Kriging provides the best estimate of the variable at each grid node. By doing so, it does not produce an image of the true variability of the phenomenon. Performing risk analysis usually requires to compute quantities that have to be derived from a model representing the actual variability. In this case, advanced geostatistical techniques such as simulations have to be used.

It is for instance the case here if you want to estimate the probability of NO₂ to exceed a given threshold. As in fact thresholding is not a linear operator applied to the concentration, applying the threshold on the kriged result (which is a linear operator) can lead to an important bias. Simulation techniques generally require a multi-gaussian framework: thus each variable has to be transformed into a normal distribution beforehand and the simulation result must be back-transformed to the raw distribution afterwards.

The aim of this paragraph consists in transforming the raw distribution of the NO2 variable into a normal one.

Before that, you are going to compute declustering weights. The principle of the declustering application is to assign a weight to each sample where a given variable is defined taking possible clusters into account. The weight variable which is created here may be used later in the gaussian transformation.

Click on the Data Management / Sampling / Declustering menu. Select the NO2 variable with the BACKGROUND selection and create a new variable Declustering weights. Specify the Moving Window Dimensions, i.e. the dimensions in the X and Y directions of the moving window inside which the number of samples will be counted. Generally, the average distance between the samples is taken, in your case 15 km for X and Y. The right part of the interface enables you to test different window sizes. We can a put a minimum of 5 km and a maximum of 20 km (for both X and Y) with a number of 16 tests (to test an increase of 1 km of the window size). We can see on the curve that the mean becomes constant from a size between 15 and 16 km. It confirms our original choice.
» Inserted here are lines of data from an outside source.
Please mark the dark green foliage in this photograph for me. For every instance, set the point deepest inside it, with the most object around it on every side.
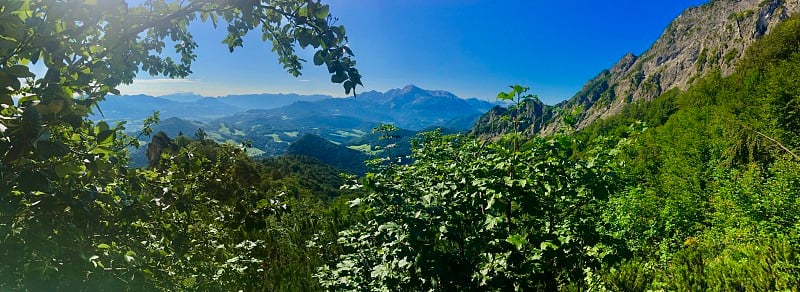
(714, 180)
(472, 215)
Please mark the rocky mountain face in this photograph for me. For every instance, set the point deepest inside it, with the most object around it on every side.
(702, 39)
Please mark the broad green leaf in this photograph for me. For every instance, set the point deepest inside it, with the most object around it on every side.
(518, 240)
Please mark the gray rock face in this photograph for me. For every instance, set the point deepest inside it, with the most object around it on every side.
(702, 39)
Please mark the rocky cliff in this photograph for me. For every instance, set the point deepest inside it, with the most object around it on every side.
(701, 40)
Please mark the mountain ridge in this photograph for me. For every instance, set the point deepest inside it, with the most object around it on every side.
(708, 38)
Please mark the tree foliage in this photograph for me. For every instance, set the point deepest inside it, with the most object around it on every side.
(471, 215)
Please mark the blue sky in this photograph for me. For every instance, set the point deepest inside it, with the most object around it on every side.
(473, 48)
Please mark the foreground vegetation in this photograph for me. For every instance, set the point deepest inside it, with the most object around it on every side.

Now, using the Statistics / EDA procedure, you can fit and display the anamorphosis function.

Select the NO2 data table with the BACKGROUND selection on Input and the Declustering weights as Weights. Drag and drop the NO2 variable on the Gaussian Variables icon.

A new tab is added. The Interactive Fitting button overlays the experimental anamorphosis with its model expanded in terms of Hermite polynomials: this step function gives the correspondence between each one of the sorted data (vertical axis) and the corresponding frequency quantile in the gaussian scale (horizontal axis).

You can check the statistics of the gaussian variable by dragging and dropping the NO2 variable on the Statistics icon and defining Use the Gaussian Variable in the Variables selector in the Parameters section. These statistics take into the Declustering weights: the mean is 0.01 and the variance is 0.97.

You display the histogram of this variable between -3 and 3 using 18 classes and check that the distribution is not exactly symmetric with a minimum of -1.98 and a maximum of 2.65.

The experimental variogram calculated on the gaussian variable is very structured. The following one is computed using the same calculation parameters as in the univariate case: a lag value of 5 km and a maximum distance of 100 km.

In the Context part of the Parameters section, select Compute Gaussian Model Only in the Model Option to only see and fit the gaussian variogram. Fit a model constituted of a unique exponential structure (range 48 km and sill 1.12) and save it in the geostatistical set called NO2 (gaussian). You keep the same range as before to remain coherent. The gaussian variable, as well as the anamorphosis function are stored in the geostatistical set and will be used to compute simulations.